He says biophilic design is gaining ground in cities like London, where new buildings and public spaces are starting to reflect these ideas. But more needs to be done.
“Designing with nature in mind is no longer optional,” he says. “It’s a requirement if we want cities that are liveable in 20 years.”
A Quiet Revolution
Pappas isn’t chasing the spotlight. Most of his projects are quiet ones—small parks, rooftop gardens, redesigned schoolyards. But each one is part of a bigger puzzle.
He believes cities don’t need one giant solution. They need thousands of small ones, stitched together with care.

“A city is like a living organism,” he says. “You don’t fix it all at once. You help it heal one space at a time.”
What’s Next
Pappas continues his work at GreenScape NYC, a firm focused on sustainable design. He also mentors younger designers and speaks at local workshops. His message is always the same: build for people and the planet, at the same time.
He’s hopeful about the future, but only if cities start treating green space as critical infrastructure.
“Parks are not decoration,” he says. “They’re as essential as clean water or electricity. We need to start planning that way.”

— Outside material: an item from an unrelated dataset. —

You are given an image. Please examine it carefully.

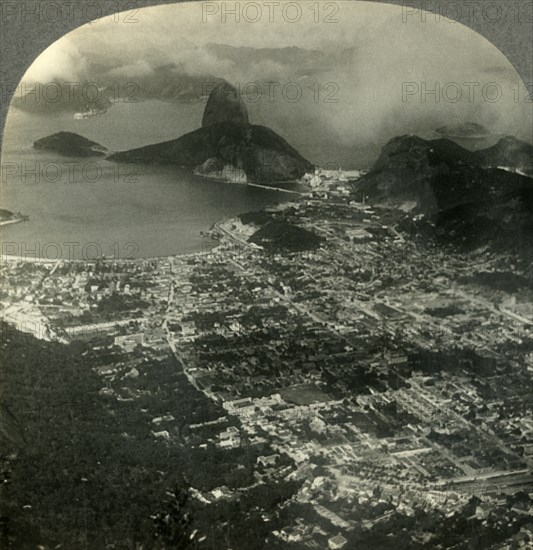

Dennis Pappas didn’t set out to become a voice for sustainable cities. He just wanted to make the places around him better. And maybe help a few more people breathe deeply, like he did all those years ago in Prospect Park.
“A well-designed green space doesn’t just change the landscape,” he says.
“It changes how people feel, connect, and live in a city.”
It’s not loud. It’s not flashy. But it’s changing the world, one block at a time.